We hope you’ve had a chance to join us for our first two posts in this pattern-mixing series, on pairing patterned rugs and mixing patterns in pillows and throws. Today Annie’s back with the mother of all how-to-mix-patterns topics: bedding.
Our beds are often one of the largest decorating surfaces in our homes, so learning to mix patterns here can lead to a spectacular room design. And with so much great bedding to choose from these days, you’ll have no problem finding friends for that antique quilt from Grandma, the amazing hand-knit throw you picked up on your trip to Europe, or those had-to-have them graphic pillows you found at the thrift shop. For the best mix of patterns on the bed, follow Annie’s easy rules
1. Start with one focal piece. This is usually a larger item, such as a duvet or quilt—for instance, this kantha-inspired quilt —but can also be something smaller but still beautiful, like a uniquely patterned throw. Make this item the star, or, Annie says, “honor the story and find the supporting cast.”
2. Count to three (or four). Though some designers and decorators are certified pattern-pairing geniuses (Kaffe Fassett comes to mind), and the results of multiple-pattern mixing can have major wow factor, it’s generally safer to aim for a maximum of four patterns on a bed, or three if you’re at all unsure about any of your choices.
3. Consider a multicolor focal piece. If your focal pattern is full of color, you’ll be able to mix it with a host of other patterns and colors. However, you’ll want to resist the urge to use every color in a multicolor palette; this can quickly tip the balance from sophisticated to circus. Instead, look for two-tone partner patterns featuring either: a) two colors from the main palette or b) one color from the main palette and a neutral.
For this bed, Annie started with that gorgeous paisley throw, in shades of pink, vermillion, turquoise, grass, lavender, and tangerine. She added a turquoise coverlet in a neutral check pattern, plus a bright, happy pillow in saturated blue and green. (Note the solid pillows . . . and scroll down to number 6 for more.)
4. Stripes go with everything! Even better, stripes never go out of style, and there are tons—from two-tone and three-tone to multihued—to choose from. Just be aware of the weight of the stripe you’re using against your focal pattern—so lighter or more delicate stripes should be paired with larger patterns, and heavier, wider stripes work better with smaller patterns. This difference in weight will keep the eye from going into pattern overload. Notice how the heavier weight of the striped linen duvet is offset by the more delicate lines of the paisley pattern in the cotton sheets in this example.

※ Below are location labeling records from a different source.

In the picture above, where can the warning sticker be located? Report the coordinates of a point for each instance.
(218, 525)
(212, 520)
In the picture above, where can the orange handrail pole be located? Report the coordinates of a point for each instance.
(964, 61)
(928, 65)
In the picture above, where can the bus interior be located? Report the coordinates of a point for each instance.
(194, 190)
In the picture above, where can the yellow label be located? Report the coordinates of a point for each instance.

5. Scale it down. If your dominant print is large, pair it with smaller secondary and tertiary patterns, and vice versa. The ideal difference in scale between your main pattern and additional patterns is 50 percent, as in this layered-neutral bed. In this example, the graphic impact of the reversible quilt gets the soft touch from the smaller, organic shapes on the printed sheets. And the straight lines of the quilt are echoed in the slim, triple-striped shams. And then there’s that solid pillow again, which leads us to . . .
6. Don’t forget the solids. Interspersing prints with solids is one of the keys to mixing patterns in a room; not only does this break up the pattern-palooza, but it also helps to make those patterns stand—like these two painterly prints —stand out against a “blank canvas.”
What’s your biggest challenge when mixing patterns in the bedroom?